Paper: Predictable Scale: Part I — Optimal Hyperparameter Scaling Law in Large Language Model Pretraining
Authors: Houyi Li, Wenzhen Zheng, Jingcheng Hu, Qiufeng Wang, Hanshan Zhang, Zili Wang, Shijie Xuyang, Yuantao Fan, Shuigeng Zhou, Xiangyu Zhang, Daxin Jiang
Published: March 2025 (arXiv:2503.04715 )
Problem Background
Training state-of-the-art (SOTA) LLMs requires massive compute resources, making hyperparameter search (especially for Learning Rate (LR) and Batch Size (BS)) extremely costly. Existing research rarely systematically investigates the universality of hyperparameter scaling laws across different data distributions, model shapes, model sparsity (e.g., Mixture-of-Experts, MoE), and data/model scales.
Core Contribution: Step Law
- Discovery of Loss Convexity: First to discover and demonstrate the convexity of the loss landscape with respect to LR and BS under fixed model parameters and data size conditions. The optimal region forms a plateau, providing a theoretical basis for hyperparameter optimization.
- Proposed Empirical Scaling Law (Step Law): Based on extensive experiments (training ~3700 LLMs, consuming nearly 1 million H800 GPU hours, processing ~100 trillion tokens), empirically derived power-law relationships for optimal LR and BS based on model parameter count (N) and dataset size (D).
- Optimal Learning Rate: η(N,D) = 1.79 * N^(-0.713) * D^(0.307)
- Optimal Batch Size: B(D) = 0.58 * D^(0.571) (primarily depends on data size D)
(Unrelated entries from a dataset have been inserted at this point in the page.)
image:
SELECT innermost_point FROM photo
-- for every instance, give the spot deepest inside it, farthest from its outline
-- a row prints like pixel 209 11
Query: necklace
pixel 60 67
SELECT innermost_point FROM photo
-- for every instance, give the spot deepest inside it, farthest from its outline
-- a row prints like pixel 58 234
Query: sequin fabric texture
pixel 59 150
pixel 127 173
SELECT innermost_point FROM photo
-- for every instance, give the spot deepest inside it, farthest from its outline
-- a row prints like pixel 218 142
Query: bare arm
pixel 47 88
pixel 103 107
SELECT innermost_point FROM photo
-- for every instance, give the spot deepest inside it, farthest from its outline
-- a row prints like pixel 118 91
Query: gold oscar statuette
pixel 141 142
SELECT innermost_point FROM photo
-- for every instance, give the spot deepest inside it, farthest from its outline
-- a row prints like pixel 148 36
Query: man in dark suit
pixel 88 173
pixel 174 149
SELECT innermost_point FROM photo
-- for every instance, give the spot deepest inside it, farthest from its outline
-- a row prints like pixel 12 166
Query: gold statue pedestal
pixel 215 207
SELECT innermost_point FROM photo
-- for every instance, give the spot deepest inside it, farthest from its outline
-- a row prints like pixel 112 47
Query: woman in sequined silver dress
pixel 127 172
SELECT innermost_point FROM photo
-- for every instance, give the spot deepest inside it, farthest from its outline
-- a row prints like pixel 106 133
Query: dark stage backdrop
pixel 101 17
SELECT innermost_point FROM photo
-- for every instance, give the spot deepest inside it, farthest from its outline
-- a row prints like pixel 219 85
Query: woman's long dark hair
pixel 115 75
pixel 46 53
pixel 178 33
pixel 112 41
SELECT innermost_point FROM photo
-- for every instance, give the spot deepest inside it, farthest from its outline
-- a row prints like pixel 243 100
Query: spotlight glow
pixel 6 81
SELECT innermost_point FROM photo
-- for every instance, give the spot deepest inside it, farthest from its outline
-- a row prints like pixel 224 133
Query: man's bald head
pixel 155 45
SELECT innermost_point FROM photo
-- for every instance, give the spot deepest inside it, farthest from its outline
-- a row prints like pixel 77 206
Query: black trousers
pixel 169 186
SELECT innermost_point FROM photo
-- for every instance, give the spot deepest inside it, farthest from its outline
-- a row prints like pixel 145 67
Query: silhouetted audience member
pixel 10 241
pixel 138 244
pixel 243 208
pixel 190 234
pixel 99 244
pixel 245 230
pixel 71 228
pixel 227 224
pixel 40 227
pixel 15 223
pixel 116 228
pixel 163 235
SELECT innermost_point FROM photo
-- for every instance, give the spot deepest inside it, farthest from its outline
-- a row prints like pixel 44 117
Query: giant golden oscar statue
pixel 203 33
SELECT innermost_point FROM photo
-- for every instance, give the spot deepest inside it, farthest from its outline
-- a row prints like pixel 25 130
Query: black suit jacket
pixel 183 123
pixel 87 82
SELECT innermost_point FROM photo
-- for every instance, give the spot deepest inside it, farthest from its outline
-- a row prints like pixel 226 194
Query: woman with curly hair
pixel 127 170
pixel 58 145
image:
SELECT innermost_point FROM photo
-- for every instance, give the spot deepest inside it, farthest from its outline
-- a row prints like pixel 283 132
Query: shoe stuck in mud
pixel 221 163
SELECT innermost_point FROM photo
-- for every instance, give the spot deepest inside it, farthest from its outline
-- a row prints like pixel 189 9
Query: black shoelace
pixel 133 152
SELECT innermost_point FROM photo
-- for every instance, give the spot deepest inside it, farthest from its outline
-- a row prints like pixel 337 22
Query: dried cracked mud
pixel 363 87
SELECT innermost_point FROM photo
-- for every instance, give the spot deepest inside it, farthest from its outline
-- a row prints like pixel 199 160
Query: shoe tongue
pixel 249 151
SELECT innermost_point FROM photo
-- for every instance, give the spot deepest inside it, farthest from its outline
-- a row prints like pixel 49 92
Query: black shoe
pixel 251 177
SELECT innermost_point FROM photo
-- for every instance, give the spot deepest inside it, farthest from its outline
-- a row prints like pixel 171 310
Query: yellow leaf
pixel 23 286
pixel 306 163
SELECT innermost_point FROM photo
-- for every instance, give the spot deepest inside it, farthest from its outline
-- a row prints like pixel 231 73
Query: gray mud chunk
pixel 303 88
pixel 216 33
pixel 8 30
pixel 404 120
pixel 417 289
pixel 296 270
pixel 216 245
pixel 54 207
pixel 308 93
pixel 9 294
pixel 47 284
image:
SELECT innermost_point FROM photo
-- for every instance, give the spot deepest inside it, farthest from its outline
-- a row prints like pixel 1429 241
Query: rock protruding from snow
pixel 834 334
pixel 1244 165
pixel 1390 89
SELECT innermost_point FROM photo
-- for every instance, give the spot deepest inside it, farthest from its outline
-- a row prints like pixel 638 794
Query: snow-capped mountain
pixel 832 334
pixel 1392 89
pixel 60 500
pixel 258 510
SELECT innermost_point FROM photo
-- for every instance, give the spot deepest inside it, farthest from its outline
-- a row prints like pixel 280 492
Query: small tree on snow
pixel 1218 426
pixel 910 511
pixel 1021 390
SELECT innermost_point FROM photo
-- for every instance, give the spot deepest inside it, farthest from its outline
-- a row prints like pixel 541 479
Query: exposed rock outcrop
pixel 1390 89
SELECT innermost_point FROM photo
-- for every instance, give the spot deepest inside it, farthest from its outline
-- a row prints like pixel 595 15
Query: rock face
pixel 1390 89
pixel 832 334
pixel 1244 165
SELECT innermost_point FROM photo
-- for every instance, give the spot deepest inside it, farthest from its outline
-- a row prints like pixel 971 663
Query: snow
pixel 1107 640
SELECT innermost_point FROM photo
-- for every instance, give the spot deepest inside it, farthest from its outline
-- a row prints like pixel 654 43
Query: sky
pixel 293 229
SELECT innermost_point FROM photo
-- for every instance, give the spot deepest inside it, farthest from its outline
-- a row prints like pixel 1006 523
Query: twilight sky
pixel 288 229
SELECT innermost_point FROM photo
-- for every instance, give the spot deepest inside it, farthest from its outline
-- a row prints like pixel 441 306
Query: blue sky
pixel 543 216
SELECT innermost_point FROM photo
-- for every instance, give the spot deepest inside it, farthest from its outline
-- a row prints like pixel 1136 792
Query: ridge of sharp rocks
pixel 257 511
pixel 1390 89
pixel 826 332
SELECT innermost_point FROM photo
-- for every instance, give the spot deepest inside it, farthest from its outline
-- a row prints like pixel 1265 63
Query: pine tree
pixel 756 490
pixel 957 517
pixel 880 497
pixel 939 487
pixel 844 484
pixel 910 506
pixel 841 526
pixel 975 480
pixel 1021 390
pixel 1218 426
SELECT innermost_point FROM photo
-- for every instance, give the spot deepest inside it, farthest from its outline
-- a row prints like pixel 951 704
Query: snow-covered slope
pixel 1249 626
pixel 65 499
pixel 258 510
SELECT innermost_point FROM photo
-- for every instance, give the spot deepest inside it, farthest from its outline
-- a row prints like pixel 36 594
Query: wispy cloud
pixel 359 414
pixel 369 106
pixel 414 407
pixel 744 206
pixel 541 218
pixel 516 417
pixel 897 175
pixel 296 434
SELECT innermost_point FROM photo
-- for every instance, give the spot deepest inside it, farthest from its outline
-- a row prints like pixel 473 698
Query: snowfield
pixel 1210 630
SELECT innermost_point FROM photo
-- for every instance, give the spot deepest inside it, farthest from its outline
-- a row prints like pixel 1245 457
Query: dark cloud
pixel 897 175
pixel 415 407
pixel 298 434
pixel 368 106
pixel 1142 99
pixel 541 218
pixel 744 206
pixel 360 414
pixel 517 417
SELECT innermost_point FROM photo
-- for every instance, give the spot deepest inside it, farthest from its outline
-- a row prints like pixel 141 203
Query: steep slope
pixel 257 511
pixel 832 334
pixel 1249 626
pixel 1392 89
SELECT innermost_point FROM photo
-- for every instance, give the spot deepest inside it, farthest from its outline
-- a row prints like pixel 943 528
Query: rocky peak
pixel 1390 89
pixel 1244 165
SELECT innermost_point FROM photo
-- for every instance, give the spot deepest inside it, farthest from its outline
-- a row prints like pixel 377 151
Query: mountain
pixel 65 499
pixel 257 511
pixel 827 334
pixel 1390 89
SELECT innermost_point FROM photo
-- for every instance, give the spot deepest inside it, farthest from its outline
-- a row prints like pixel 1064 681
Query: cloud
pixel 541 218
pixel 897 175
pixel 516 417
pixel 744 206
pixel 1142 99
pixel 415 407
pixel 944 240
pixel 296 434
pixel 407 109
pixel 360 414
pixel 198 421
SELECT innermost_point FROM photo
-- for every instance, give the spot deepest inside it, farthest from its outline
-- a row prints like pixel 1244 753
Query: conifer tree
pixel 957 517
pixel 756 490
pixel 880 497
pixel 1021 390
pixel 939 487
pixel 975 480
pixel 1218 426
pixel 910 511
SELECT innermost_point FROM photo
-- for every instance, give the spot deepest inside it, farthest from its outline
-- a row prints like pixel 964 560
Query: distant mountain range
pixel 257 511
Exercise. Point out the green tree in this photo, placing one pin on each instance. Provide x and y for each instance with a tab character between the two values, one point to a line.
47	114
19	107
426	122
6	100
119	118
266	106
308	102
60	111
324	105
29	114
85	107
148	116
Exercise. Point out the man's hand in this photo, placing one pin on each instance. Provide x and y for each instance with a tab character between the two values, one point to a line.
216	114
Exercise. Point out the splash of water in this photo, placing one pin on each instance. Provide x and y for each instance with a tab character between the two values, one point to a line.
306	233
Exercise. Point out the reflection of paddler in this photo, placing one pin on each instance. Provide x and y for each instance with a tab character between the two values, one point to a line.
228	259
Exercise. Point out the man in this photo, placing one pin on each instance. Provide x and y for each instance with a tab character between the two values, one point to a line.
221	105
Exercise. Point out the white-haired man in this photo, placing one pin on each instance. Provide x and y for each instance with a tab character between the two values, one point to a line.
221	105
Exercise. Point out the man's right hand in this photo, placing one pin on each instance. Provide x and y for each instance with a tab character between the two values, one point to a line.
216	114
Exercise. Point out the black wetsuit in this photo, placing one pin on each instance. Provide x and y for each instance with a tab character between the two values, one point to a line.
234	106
- Universality and Robustness: First systematic study and validation of Step Law’s invariance across different settings:
- Model Shape (Topology Invariance): Optimal hyperparameter region remains consistent across models with varying layers, heads, and FFN dimensions.
- Model Sparsity (Sparsity-Independent): Applicable to sparse MoE models, regardless of the sparsity ratio (activated parameters).
- Data Distribution (Data-Distribution Robustness): Maintains high prediction accuracy across diverse data recipes (e.g., English-Chinese mix, code-enhanced, code-dominant).
- Superiority: On the test set, Step Law’s predicted hyperparameters result in a loss only 0.94‰ higher than the global optimum found via grid search, significantly outperforming previous scaling laws (e.g., OpenAI Law, Microsoft Law, DeepSeek Law).
- Practical Tool: Contributes a plug-and-play tool for optimal hyperparameter estimation.
Experimental Results
- Conducted grid search by training ~3700 LLMs (parameters ranging from 60M to 1B), consuming nearly 1 million NVIDIA H800 GPU hours and processing ~100 trillion (1e14) tokens.
- Confirmed the convex loss landscape for LR/BS under fixed N and D, with a broad stable region (plateau) around the optimum.
- Validated the robustness and superiority of Step Law across different model shapes, MoE sparsity levels, and data distributions, showing significantly lower relative error than other methods.
- Experiments also indicated that using a fixed final learning rate (e.g., 1e-5) strategy, rather than decaying proportionally (e.g., peak_lr/10), helps avoid bias in optimal learning rate estimation.
Comments
Step Law provides a powerful and general tool for estimating hyperparameters in large-scale LLM pretraining, greatly reducing the cost of hyperparameter search. Its key advantages lie in considering the impact of data size D and demonstrating robustness across diverse model structures, sparsity, and data distributions. While the law is empirical and lacks rigorous theoretical derivation, its extensive experimental validation and superior predictive accuracy make it highly practical. Future work could explore its theoretical foundations.